Nuestro país tiene que integrarse por necesidad y por conveniencia. Y se tiene que proteger de la integración por conveniencia y necesidad. El Uruguay es un país pequeño enclavado entre dos grandes. Por esa razón tiene que tratar de llevarse bien con sus vecinos. Y por esa misma razón de ser pequeño entre dos grandes tiene que cuidarse de sus vecinos. La discusión pertinente, la que todavía no se ha dado en el ámbito político o en los escritos de los politólogos, refiere a qué medida y qué clase de integración con la región tenemos que procurar y de qué aspectos de la integración regional tenemos que defendernos y huir de ellos.

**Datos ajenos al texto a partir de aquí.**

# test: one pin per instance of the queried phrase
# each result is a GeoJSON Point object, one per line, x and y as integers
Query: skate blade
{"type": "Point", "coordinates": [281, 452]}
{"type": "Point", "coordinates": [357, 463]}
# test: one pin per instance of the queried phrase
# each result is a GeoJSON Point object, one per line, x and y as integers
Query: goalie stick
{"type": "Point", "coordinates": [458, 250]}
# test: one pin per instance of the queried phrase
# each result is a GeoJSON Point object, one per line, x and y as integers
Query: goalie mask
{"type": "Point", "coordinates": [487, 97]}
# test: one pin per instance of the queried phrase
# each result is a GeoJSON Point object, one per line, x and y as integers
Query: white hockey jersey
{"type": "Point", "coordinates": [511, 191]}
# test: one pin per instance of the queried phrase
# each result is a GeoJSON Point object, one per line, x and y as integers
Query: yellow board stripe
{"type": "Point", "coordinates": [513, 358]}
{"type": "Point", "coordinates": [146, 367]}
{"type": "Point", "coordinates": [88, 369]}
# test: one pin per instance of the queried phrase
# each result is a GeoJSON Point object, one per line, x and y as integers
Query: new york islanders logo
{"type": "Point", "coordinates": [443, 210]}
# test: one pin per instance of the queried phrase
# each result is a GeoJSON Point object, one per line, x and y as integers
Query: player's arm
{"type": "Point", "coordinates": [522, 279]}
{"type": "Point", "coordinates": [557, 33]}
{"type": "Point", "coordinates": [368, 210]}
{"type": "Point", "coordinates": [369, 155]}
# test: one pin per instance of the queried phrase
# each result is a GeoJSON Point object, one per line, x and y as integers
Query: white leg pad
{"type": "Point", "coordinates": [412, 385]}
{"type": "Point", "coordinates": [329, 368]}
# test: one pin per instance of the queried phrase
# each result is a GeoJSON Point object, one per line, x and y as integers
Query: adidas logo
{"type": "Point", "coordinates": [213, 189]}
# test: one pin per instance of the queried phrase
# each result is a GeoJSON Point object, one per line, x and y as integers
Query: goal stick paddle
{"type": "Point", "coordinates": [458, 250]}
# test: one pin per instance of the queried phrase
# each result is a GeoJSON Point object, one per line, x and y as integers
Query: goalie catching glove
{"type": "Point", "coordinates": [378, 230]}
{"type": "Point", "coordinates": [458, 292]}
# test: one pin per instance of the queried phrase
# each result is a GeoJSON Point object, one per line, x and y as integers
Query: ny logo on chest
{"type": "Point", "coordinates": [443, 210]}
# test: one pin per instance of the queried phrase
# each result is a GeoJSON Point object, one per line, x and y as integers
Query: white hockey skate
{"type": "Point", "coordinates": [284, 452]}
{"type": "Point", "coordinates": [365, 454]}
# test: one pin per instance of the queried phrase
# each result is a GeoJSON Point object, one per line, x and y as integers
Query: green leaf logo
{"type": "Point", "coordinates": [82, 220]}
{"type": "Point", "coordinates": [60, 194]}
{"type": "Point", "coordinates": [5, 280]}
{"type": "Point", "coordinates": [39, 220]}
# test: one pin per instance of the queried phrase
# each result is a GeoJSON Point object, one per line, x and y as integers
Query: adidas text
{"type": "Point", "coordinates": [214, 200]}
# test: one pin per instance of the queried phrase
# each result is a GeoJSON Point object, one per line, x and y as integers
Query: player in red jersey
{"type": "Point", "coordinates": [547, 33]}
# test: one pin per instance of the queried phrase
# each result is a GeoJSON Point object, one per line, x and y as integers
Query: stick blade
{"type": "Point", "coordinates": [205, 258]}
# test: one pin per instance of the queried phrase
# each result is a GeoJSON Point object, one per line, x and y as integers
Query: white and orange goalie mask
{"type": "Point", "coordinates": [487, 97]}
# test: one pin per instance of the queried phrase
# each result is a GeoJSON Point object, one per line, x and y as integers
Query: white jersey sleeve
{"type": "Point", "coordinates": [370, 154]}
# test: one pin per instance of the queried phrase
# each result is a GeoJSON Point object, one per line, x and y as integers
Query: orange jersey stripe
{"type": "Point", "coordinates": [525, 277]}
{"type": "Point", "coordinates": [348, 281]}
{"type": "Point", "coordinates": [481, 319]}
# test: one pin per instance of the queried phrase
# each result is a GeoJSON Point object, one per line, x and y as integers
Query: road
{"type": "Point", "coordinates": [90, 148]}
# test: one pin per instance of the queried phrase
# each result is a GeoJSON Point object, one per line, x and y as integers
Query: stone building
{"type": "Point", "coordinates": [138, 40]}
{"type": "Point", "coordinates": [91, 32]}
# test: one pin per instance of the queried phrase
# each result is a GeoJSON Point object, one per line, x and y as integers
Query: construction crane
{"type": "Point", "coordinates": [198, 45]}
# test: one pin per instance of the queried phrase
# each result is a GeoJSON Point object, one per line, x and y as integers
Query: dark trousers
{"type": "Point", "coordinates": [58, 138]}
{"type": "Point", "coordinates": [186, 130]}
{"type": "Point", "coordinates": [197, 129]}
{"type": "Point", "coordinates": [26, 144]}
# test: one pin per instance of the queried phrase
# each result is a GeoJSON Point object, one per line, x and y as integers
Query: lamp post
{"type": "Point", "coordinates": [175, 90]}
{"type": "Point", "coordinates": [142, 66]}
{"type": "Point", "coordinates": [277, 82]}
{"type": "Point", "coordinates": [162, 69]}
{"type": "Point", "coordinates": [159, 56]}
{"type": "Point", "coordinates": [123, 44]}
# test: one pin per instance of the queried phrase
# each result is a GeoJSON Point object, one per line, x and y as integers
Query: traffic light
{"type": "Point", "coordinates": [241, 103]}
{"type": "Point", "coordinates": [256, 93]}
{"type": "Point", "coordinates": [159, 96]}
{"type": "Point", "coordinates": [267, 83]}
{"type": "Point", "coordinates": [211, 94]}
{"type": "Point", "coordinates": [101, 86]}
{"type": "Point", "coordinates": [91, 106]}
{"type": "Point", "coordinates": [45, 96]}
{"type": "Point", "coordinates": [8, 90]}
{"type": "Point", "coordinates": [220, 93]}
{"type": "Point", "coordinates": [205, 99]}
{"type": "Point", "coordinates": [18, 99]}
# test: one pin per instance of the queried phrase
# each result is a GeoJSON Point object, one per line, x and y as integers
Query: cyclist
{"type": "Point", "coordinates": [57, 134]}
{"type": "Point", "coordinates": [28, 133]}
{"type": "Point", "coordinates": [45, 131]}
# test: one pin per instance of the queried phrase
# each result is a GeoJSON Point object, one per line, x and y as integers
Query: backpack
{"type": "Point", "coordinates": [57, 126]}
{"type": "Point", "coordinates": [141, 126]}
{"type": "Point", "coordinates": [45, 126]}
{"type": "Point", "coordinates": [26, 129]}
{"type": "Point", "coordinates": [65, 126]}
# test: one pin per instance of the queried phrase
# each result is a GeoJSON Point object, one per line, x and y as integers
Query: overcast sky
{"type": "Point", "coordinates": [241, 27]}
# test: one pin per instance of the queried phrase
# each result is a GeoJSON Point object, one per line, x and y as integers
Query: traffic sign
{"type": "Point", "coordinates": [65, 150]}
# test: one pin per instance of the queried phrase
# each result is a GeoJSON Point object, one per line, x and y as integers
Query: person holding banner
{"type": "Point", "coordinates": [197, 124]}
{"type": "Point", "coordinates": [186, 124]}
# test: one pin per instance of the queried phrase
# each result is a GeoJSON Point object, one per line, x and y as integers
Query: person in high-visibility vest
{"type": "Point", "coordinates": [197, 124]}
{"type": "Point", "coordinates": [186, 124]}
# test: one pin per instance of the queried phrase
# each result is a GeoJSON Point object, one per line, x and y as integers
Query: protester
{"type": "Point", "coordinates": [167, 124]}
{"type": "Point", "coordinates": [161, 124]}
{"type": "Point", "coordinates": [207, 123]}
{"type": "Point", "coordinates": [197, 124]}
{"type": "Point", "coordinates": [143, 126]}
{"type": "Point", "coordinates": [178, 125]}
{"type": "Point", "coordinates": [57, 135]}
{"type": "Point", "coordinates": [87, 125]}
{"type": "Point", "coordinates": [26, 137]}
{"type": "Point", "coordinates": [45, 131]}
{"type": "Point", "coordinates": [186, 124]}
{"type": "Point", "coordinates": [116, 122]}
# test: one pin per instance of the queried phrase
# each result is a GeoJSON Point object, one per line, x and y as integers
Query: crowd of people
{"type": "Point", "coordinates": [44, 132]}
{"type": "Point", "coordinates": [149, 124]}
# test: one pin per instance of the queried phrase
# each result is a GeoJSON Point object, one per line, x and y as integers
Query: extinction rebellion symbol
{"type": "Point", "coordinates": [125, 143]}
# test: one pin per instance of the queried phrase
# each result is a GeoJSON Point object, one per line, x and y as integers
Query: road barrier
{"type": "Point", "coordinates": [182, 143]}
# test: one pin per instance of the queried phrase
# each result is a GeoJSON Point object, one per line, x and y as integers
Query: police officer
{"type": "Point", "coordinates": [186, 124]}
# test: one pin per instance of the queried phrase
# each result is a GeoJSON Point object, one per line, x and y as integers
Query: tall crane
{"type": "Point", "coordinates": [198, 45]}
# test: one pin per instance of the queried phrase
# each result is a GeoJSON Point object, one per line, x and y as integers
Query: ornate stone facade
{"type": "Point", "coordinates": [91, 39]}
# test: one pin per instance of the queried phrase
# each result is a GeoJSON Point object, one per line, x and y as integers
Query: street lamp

Esa es la cuestión fundamental y es de sentido común. Pero se ha impuesto una moda que hace que todo el mundo se cuide de interponer matices o salvaguardas al discurso mercosuriano de tambor batiente. No advierten que en esa competencia ya les ganó la punta el lenguaraz de Venezuela (y que se va tornando cada vez menos cómodo -por no decir ridículo- estar en fila detrás de él).
Entre los aspectos más inconvenientes para nuestro país de una integración regional a mansalva se cuenta este parlamento del Mercosur (idea que sólo se le pudo ocurrir a otros parlamentarios). Hay mucha gente que cree que los ideales de independencia corresponden a nuestro siglo XIX. Otra vez olvidan -si es que alguna vez lo entendieron- que la base de la geopolítica está relacionada con el tamaño.